Ülkemizde sanat terapi kavramının içinin boşaltılmış olduğu ve bu alana karşı ön yargılar oluştuğu görülmektedir. Ecdadımızın bimarhanelerde kuş sesi, su sesi ve müzik sesi ile uyguladığı tedaviler de unutulmuştur. Batıda sanat terapi bilimsel bir gidişatla birlikte uygulanmakta olduğunu görmekteyiz. Örneğin yoğun bakım hastaları için “dua” bir terapi şekli. Çiçek terapi bir kürsü. Endemik bitkiler açısından çok zengin olan ülkemizde “çiçek terapi” kürsüsü bulunmamaktadır. Biz çiçek terapi uygulamalarını Dr. Edward Bach’ın 1930’lardaki çalışmalarından öğrenmekteyiz. Amerika’da sanat terapi tanımının tıbbi bir terminoloji ile Amerikan Sanat Derneği tarafından tanımlanıp, ders olarak okutulmasından bu yana epey zaman geçti. Bizde ise “Tıp ve Sanat” dersinin tıp fakültesi müfredatında ilk olarak bu sene yer aldığını görmemiz, verilmesi gereken bir müjde olarak düşünülmelidir. Geç olsa da bu konudaki çabalarımız ile “sonrakiler öncekileri geçer” in umudumuz olmasını dilemekteyim.

Sanatın evrensel olması gibi sanat terapide evrensel bir içeriğe sahiptir. Yine de, sanat terapi doğası gereği sosyokültürel bir yapıdır ve kaçınılmaz olarak farklı insanlar için farklı sonuçları ifade etmesi son derece olağandır.  Bu kitapta bize ilham veren, hoş hissettiren yönleri ile belki de gelecekte ülkemiz için sanat terapi olarak tanımlayabileceğimiz konular seçildi. Mesela atların Türk milleti için değerini anlatmaya gerek olmadığını düşünüyorum. Bu nedenle “At Destekli Terapi” kitabımızın özel seçilmiş konularından biri. Şimdiye kadar yayınlanmış veya kabul görmüş çeşitli pespektifleri kucaklayan onları formülize eden bir kitap bulunmamaktadır. Belirtmeliyim ki, her biri kendi alanında uzman hekimler tarafından kaleme alınan kitabımız ülkemiz için bir ilke imza atmıştır.

Okuyucuya sunduğumuz bu kitapta sanat terapi ile elbette ağır bir hastalığı tedavi ettiğimizi iddia etmiyoruz, O gerçek sanat sahibi yüce yaratıcıdan sanat olarak yansıyan cüzlerinden, beslenmeyi umarak daha çok yaşama sevinci, daha çok umut, daha çok bütünleşme ve daha çok sosyalleşmeyi vaat ediyoruz.

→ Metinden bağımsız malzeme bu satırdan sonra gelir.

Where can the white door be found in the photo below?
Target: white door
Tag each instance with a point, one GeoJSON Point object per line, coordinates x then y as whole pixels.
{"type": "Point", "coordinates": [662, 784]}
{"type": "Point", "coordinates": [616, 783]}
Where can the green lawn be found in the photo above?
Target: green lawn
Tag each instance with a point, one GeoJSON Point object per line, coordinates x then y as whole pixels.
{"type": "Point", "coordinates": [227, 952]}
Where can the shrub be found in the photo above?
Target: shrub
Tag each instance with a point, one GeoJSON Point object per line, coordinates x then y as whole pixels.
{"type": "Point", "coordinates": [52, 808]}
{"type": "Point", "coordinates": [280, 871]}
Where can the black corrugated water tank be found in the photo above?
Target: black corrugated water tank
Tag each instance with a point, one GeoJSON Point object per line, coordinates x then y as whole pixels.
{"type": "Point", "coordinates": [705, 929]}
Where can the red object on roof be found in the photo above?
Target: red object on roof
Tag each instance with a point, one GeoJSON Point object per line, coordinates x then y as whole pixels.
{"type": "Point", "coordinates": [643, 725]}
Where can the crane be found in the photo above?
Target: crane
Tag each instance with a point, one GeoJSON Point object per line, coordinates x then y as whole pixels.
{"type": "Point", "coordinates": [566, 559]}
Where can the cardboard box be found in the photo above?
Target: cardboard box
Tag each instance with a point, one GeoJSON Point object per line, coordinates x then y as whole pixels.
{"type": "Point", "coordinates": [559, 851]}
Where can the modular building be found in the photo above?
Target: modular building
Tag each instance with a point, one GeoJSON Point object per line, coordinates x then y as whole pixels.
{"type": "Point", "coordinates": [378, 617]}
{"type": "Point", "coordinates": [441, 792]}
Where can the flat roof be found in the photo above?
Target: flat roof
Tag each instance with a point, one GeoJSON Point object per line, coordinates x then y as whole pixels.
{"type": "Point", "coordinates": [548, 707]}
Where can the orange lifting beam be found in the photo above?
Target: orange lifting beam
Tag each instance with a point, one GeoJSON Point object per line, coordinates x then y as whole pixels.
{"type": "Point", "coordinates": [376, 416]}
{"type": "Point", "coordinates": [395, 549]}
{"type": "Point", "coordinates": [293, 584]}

Ve biz hekimler biliyoruz ki, hasta olmamak için bazı çabalarda bulunmak, hasta olup tedavi olmaktan daha kolaydır. İşte bu kitabın özünde yatan sanatın her biri farklı içeriği ile kişiyi zinde tutacak ve gerektiğinde iyileştirecek o güç, sanatın dallarındaki adına sanat terapi dediğimiz kavramlarda saklı.

Yüzyıllardır gelişmekte olan modern bilimin kapsamında bu konudaki tüm eksikliklerin tamamlamanın elbette bir yolu vardır. İhtiyaçların gün yüzüne çıkardığı en ufak ayrıntılar ve bunlarla başa çıkmak için sarf edeceğimiz gayretler. Bütün bunların sonucunda konu ile ilgili temel kaynakların hasta tedavilerinde uygulanmaları ile ilgili metodolojinin geliştirilmesi ve böylece bu alanın bilimsel ve güncel anlamda yerini bulmasını sağlayacaktır.

Sanat için sanat, toplum için sanat, kendimiz için sanat, ilhamlarıyla etrafımızdakilere, hastalarımıza ve topluma diyoruz. Elinizdeki kitabın bahsedilen kazanımlara katkı sağlayacağına ve herkese uygun bir dokunuşla tesir edeceğine içtenlikle inanıyorum.

Unutmayalım ki, her kılavuz bir iz bırakır, bir yol vurdurur ve bir yol buldurur.